How often should I re-score leads?

Nightly is the right default. Real-time scoring sounds appealing but creates flapping tiers that confuse reps. Once-per-day scoring is enough granularity for B2B sales cycles and stable enough for the routing rules built on top of the scores.

Should I use Claude Code or a tool like 6sense for scoring?
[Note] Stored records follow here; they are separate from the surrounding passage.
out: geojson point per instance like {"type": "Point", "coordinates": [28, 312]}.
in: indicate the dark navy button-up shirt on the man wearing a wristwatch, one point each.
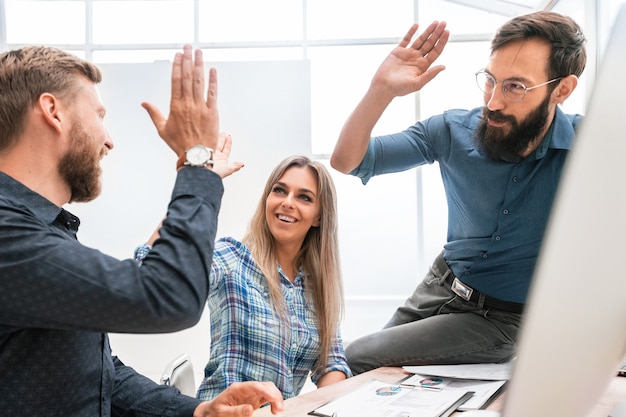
{"type": "Point", "coordinates": [58, 300]}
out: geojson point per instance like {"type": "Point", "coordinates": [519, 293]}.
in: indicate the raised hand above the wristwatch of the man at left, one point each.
{"type": "Point", "coordinates": [193, 119]}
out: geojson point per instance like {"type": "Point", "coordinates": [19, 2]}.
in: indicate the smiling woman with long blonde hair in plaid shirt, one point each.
{"type": "Point", "coordinates": [276, 296]}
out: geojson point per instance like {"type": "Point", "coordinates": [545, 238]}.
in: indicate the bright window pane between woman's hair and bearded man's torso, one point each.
{"type": "Point", "coordinates": [374, 262]}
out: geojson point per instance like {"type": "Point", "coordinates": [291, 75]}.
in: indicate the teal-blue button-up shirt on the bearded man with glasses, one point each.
{"type": "Point", "coordinates": [497, 210]}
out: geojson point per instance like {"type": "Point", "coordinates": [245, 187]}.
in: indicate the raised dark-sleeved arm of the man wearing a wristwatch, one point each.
{"type": "Point", "coordinates": [101, 293]}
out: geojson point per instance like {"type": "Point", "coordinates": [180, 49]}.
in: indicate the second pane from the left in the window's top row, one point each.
{"type": "Point", "coordinates": [124, 22]}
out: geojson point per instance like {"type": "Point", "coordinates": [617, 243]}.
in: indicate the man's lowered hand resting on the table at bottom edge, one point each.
{"type": "Point", "coordinates": [241, 399]}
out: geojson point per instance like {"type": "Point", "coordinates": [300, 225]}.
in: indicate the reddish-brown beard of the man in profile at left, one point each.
{"type": "Point", "coordinates": [80, 166]}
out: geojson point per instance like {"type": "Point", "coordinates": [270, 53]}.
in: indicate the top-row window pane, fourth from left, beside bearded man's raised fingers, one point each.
{"type": "Point", "coordinates": [332, 19]}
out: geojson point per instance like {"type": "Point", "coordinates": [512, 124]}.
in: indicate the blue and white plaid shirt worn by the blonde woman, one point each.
{"type": "Point", "coordinates": [248, 341]}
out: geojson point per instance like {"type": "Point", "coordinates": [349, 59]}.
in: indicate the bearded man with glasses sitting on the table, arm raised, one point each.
{"type": "Point", "coordinates": [500, 166]}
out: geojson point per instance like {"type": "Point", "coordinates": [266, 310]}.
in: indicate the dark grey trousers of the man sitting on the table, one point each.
{"type": "Point", "coordinates": [437, 327]}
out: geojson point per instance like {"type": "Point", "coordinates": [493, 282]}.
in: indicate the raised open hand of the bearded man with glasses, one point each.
{"type": "Point", "coordinates": [408, 67]}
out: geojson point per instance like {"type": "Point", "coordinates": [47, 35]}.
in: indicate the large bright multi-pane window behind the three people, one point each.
{"type": "Point", "coordinates": [390, 230]}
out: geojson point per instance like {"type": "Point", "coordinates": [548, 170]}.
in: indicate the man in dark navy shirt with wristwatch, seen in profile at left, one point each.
{"type": "Point", "coordinates": [58, 298]}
Different tools, different jobs. 6sense ships intent data and account-level scoring as a product. Claude Code lets you build custom scoring that combines 6sense data with your CRM, engagement, and other signals. Most teams that have 6sense feed its intent data into a custom model rather than relying on 6sense's tier output alone.

What's the right number of scoring dimensions?

Six is the sweet spot for most teams. Fewer and you miss signal. More and the model gets noisy and hard to tune. Start with company fit, contact fit, intent, engagement, recency, and source. Add a seventh dimension only if you have a clear hypothesis it should change scores meaningfully.

Can a non-engineer maintain a Claude Code scoring model?

Yes, with the YAML config pattern. The Python script reads scoring.yaml for the weights and rules. A RevOps person can edit the YAML to tune weights without touching Python. The engineering work is only the initial build (40 hours) and occasional debugging when CRM schemas change.